— Ты пиитом тут будешь? А ну, сбирайся живо! Тебя в Кабинет государыни министры ждут не дождутся…
Сердце екнуло. Наташка даже присела.
— Господи, благослови, — бормотнул поэт и шагнул из дома в санки казенные, которые его возле подъезда ждали.
— Пшел! — гаркнул кадет на кучера, и они понеслись…
Тредиаковский шубу распахнул, стал портупею шпаги к себе прилаживать. Будучи в «великом трепетании», думал: «Какие вины за мной сыскались, что в Кабинет везут меня?..» Ухнули санки с набережной — прямо на лед, лошади рвали в невскую стынь, пронизанную инеем, тяжело мотало и разбеге серебро их замерзших грив. Слева виднелся Ледяной дом, где народец толокся, ротозейничая, а санки бежали дальше и дальше — стороною от дворца Зимнего.
Учтивейше Тредиаковский спрашивал у Креницына:
— Сынок мой! Уж ты скажи мне честно, куда везешь?
— На Зверовой двор, где слон обретается.
— Эва! — отвечал поэт, нос варежкой растирая. — Да на что же я зверью всякому понадобился?
— Приказано везти туда от министра ВолынскогоКабинет пролетел мимо судьбы, но страх после него остался. Василий Кириллович начал тут отроку-кадету выговор учинять «для того, что он таким объявлением может человека жизни лишить или, по крацней мере, в беспамятствие привести…»
— Ты, сынок, сам рассуди, как плохо поступаешь. Кабинетом матушки-государыни застращав. Ведь я тоже не железный, а живой и чувствующий, отчего со мною мог в санках удар приключиться.
Дорогой они повздорили малость. Кадет считал себя персоной, выше поэта стоящей, и он обиделся на Тредиаковского:
— Министру жаловаться на вас изволю.
— Ну, вези. Министр, чай, не глупей тебя… Поймет!

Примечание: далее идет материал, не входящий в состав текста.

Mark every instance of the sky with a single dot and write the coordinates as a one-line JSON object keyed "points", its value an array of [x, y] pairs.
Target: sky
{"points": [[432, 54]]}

Когда к Зверовому двору подъехали, уже стемнело. Креницын сразу убежал для доклада Волынскому — в амбар, где слон стоял. Тредиаковский за ним не поспел, чтобы жалобу раньше принесть. Возле забора остановился и смотрел поэт, как толпится народ ради репетиции маскарада свадебного. Самоеды тут оленей гоняли, калмыки верблюдов за ноздри тащили, свиньи хрюкали, собаки лаяли, было пестро и шумно. Собрание красочных одежд иноплеменных, лиц раскосых и смуглых, музыка варварская — все это ошеломляло.
Из амбара, где слон в тепле содержался, скорым шагом выскочил Волынский, за ним вприпрыжку семенил кадет. Кабинет-министр подошел к поэту и сразу треснул его кулаком в ухо.
— А-а, это ты! — сказал вместо «здравствуй» и в полный мах поправил ему голову с другой стороны. — Ты, гнида куракинска, почто приказов моих не исполняешь?
Тредиаковский слова не успел сказать, как Волынский (мужик крупный и здоровущий) взялся охаживать его слева направо, только голова поэта моталась.